Serigne Cheikh Sidy Mocktar : le modernisateur
L’actuel Khalife général des mourides Sérigne Cheikh Sidy Moctar Mbacké a, lui aussi, joué un rôle capital dans le développement de la ville de Mbacké Cajor. Ayant succédé à Serigne Mohammadou Lamine Bara Fallilou Mbacké à la tête de la confrérie en 2011, il avait obtenu le statut de communauté rurale pour Mbacké Cajor en 2007. Pour cette orientation vers le développement de la cité, il a eu à œuvrer pour que la localité prenne de plus en plus d’envergure, bénéficie d’infrastructures modernes à caractère social. Pour l’épanouissement des populations, Serigne Sidy Mokhtar a fait faire des routes goudronnées à partir des quatre points qui quadrillent la ville, installer un forage à grande capacité.

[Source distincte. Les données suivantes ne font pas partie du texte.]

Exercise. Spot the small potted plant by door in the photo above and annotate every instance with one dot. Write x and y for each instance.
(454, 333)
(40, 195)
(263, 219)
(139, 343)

Par la suite, avec l’aide de l’Etat, il s’est attaqué à l’électrification du village et des zones environnantes dont le lieu du « Ziar » (pèlerinage) « Guiguiss Bamba » où Cheikhoul Khadim avait édifié son premier centre d’éducation spirituelle. Le centre de santé moderne dont la dimension et le plateau technique médical constituent une fierté de la cité malgré les difficultés de fonctionnement.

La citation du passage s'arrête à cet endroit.